Overview: HCV NS5A Resistance TestIntroduction: The HCV NS5A Resistance Test identifies hepatitis C genotype 1 NS5A drug resistance mutations to guide treatment, preventing liver damage. Following 2023 AASLD guidelines, it uses PCR for high specificity, aiding in infectious disease screening. This test is critical for optimizing antiviral therapy, managing treatment failures, and improving outcomes in virology for patients with chronic hepatitis C, particularly those with genotype 1 infections.
Other Names: HCV NS5A Resist Assay, Hepatitis C Resistance Test.
FDA Status: Laboratory-developed test (LDT), meeting virology standards for diagnostic accuracy.
Historical Milestone: HCV resistance testing began in the 2010s with direct-acting antiviral (DAA) research. PCR-based NS5A genotyping improved in the late 2010s, enhancing treatment optimization.
Purpose: Identifies HCV genotype 1 NS5A resistance mutations, guides antiviral therapy, and monitors resistance in patients to prevent liver damage.
Test Parameters: 1. HCV Genotype 1 NS5A Resistance
Pretest Condition: No fasting required. Collect serum or plasma at any time. Report history of hepatitis C, treatment failures, or symptoms like fatigue, and list medications.
Specimen: 2-5 mL serum (SST) or 2-4 mL plasma (EDTA). Centrifuge within 1 hour. Transport in a biohazard bag within 8 hours.
Sample Stability at Room Temperature: 8 hours
Sample Stability at Refrigeration: 7 days
Sample Stability at Frozen: 6 months
Medical History: Document fatigue, liver pain, or history of chronic hepatitis C, especially genotype 1. Include current medications, DAA treatment history, and prior treatment failures.

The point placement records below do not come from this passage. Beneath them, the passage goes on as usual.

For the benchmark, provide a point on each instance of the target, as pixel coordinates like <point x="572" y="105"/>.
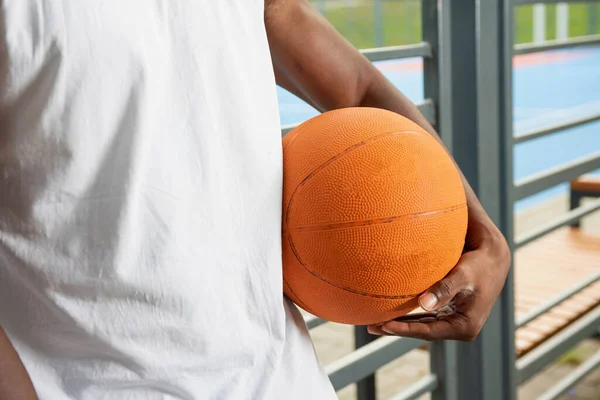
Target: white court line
<point x="553" y="116"/>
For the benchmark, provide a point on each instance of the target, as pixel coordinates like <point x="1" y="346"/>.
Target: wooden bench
<point x="551" y="265"/>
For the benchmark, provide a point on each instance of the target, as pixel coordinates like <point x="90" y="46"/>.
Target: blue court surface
<point x="550" y="87"/>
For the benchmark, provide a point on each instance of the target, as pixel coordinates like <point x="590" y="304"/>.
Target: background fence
<point x="467" y="49"/>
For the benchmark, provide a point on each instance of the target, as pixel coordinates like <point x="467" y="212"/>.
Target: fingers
<point x="454" y="327"/>
<point x="444" y="291"/>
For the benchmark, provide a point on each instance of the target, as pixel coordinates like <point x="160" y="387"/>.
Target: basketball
<point x="374" y="213"/>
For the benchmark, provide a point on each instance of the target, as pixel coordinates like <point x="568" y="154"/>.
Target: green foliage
<point x="355" y="19"/>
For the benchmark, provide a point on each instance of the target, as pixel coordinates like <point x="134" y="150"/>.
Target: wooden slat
<point x="544" y="269"/>
<point x="586" y="183"/>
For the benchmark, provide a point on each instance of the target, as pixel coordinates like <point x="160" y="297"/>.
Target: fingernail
<point x="428" y="301"/>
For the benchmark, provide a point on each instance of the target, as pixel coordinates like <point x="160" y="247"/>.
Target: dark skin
<point x="318" y="65"/>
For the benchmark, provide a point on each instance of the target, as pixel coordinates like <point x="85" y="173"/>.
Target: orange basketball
<point x="374" y="213"/>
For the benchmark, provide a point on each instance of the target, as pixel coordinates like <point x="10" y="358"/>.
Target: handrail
<point x="527" y="48"/>
<point x="367" y="359"/>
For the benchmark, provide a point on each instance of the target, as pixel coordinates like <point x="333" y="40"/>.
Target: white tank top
<point x="140" y="202"/>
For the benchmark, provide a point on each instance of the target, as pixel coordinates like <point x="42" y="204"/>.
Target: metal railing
<point x="468" y="98"/>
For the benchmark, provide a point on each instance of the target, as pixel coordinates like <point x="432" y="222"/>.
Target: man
<point x="140" y="199"/>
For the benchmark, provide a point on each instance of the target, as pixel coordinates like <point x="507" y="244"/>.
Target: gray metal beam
<point x="540" y="357"/>
<point x="426" y="107"/>
<point x="559" y="299"/>
<point x="422" y="49"/>
<point x="476" y="87"/>
<point x="424" y="385"/>
<point x="365" y="388"/>
<point x="537" y="133"/>
<point x="527" y="48"/>
<point x="565" y="219"/>
<point x="572" y="378"/>
<point x="362" y="362"/>
<point x="438" y="86"/>
<point x="541" y="181"/>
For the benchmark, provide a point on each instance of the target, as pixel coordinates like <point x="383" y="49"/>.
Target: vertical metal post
<point x="365" y="389"/>
<point x="592" y="18"/>
<point x="321" y="6"/>
<point x="473" y="67"/>
<point x="438" y="87"/>
<point x="539" y="23"/>
<point x="378" y="22"/>
<point x="562" y="21"/>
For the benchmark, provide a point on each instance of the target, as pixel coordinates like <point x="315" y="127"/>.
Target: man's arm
<point x="14" y="380"/>
<point x="313" y="61"/>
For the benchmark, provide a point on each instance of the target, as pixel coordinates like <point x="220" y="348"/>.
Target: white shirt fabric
<point x="140" y="203"/>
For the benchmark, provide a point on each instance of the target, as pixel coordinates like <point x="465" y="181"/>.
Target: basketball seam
<point x="373" y="222"/>
<point x="330" y="161"/>
<point x="304" y="182"/>
<point x="347" y="289"/>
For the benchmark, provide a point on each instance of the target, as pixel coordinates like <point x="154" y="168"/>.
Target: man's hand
<point x="313" y="61"/>
<point x="461" y="302"/>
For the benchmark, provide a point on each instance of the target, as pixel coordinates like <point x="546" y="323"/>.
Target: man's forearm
<point x="14" y="380"/>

Consent: Written consent required, detailing the tests purpose, resistance implications, and potential need for alternative antiviral therapy.
Procedural Considerations: Uses PCR to identify NS5A resistance mutations (e.g., Y93H). Results are available in 3-5 days, supporting clinical decisions. Performed in laboratories, often for patients with prior DAA failure.
Factors Affecting Result Accuracy: Poor RNA quality, low viral load, or contamination can affect results. Antiviral therapy may suppress detectable mutations, requiring careful timing.
Clinical Significance: Identified NS5A resistance mutations guide selection of alternative DAAs, improving treatment success. Negative results may indicate susceptibility to standard therapy.
Specialist Consultation: Consult a hepatologist for result interpretation and antiviral therapy planning.
Additional Supporting Tests: HCV RNA, HCV genotype, or liver function tests to assess treatment response and disease status.
Test Limitations: Limited to genotype 1 infections. Low viral loads may limit mutation detection. Clinical correlation is needed.
References: AASLD Hepatitis C Guidelines, 2023; Hepatology, Ghany MG, 2022.